We, the living, buried deep in selfish grief
strive to comprehend the passing of your hour,
minds are numbed, aghast and grasping
for some sense of revelation,
seeking analgesic succour in our weeping,
searching for respite from clamoured
conscience shattered in the shriek of desolation;
each bereaved is silenced, trance-like,
choking cries that chorus, welling
out of depths where feelings rise malignant,
immolated in the rhetoric of grief.
There were moments when we rose above despair
borne by strength of spirit in your name,
but tragedy remained in darkened shadow's
gloom beneath your widow's eyes.
The mourners came,
solid men of the land who worked at your side,
dry-eyed and laconic, never ones for public grief,
withdrawn in private homologies and self-spectres,
destroyed for words to dam emotions that jumbled on their stoicism;
but their compassion ranged beyond their gestures,
their awkward presence was an epitaph,
a eulogy more fitting than a tomb.
The chasm that was present as a penance from your past
fast dressed itself in pettiness,
forbearance all but faltered in its face,
but propriety prevailed in place of flagging etiquette
though nothing changed to mark this day in passing,
nothing changed to ease its painful fete.
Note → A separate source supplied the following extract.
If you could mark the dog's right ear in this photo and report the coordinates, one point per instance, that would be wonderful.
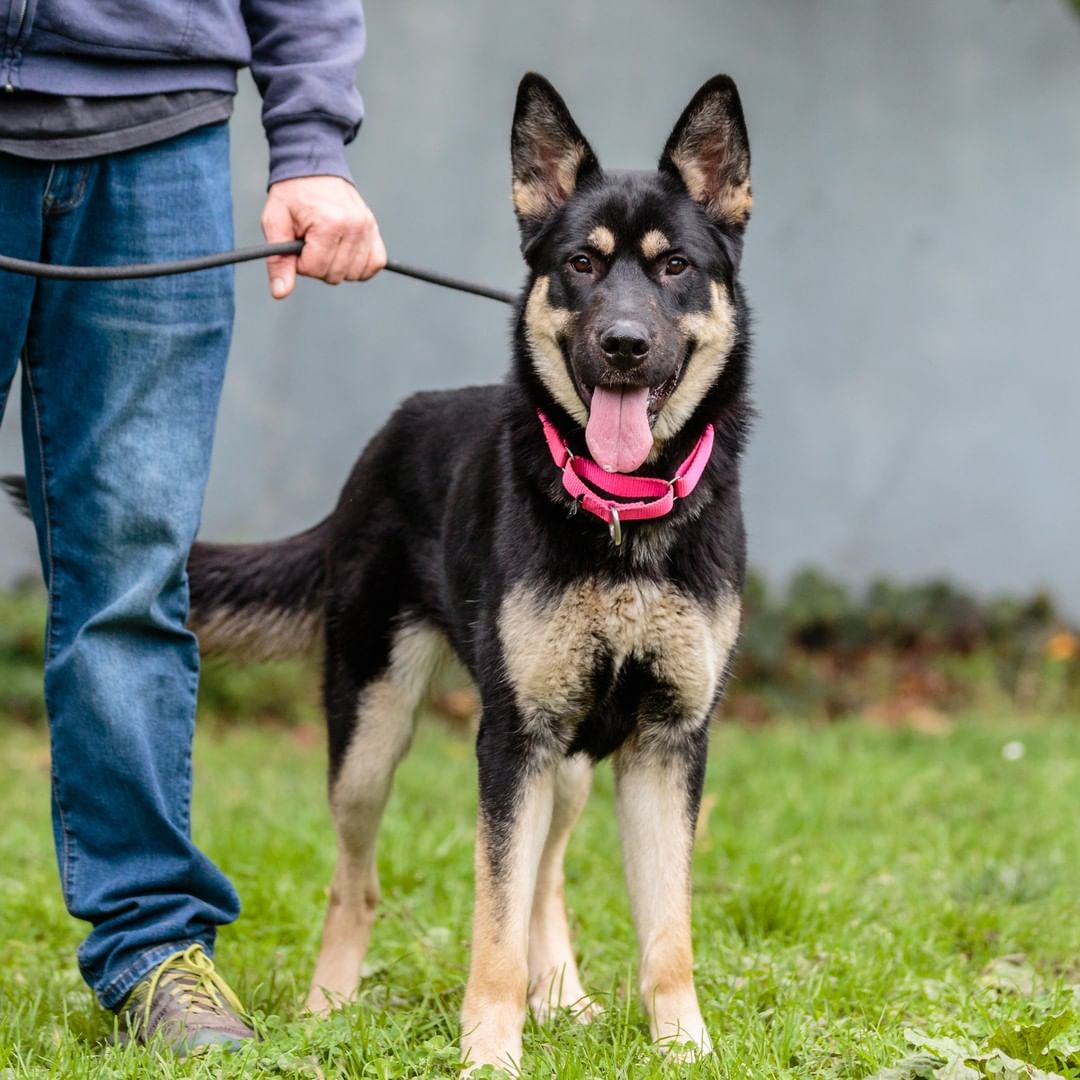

The hours and tears and sleeplessness
merged in trancelike coffee mugs and cigarettes
and emptied gins and lemonade;
the air of quiet was ominous and agonising
shrill beyond the threshold of our hearing,
penetrating equanimity and baiting
a disgrace of self-indulgent hysteria.
We were waiting for a sign, a power
to free emotions from constraints that grief connives,
we knew your strength survived this fasting
of sedated senses, that you live again
in your sons world of egocentric passions,
to grow magnificently into our shaded futures.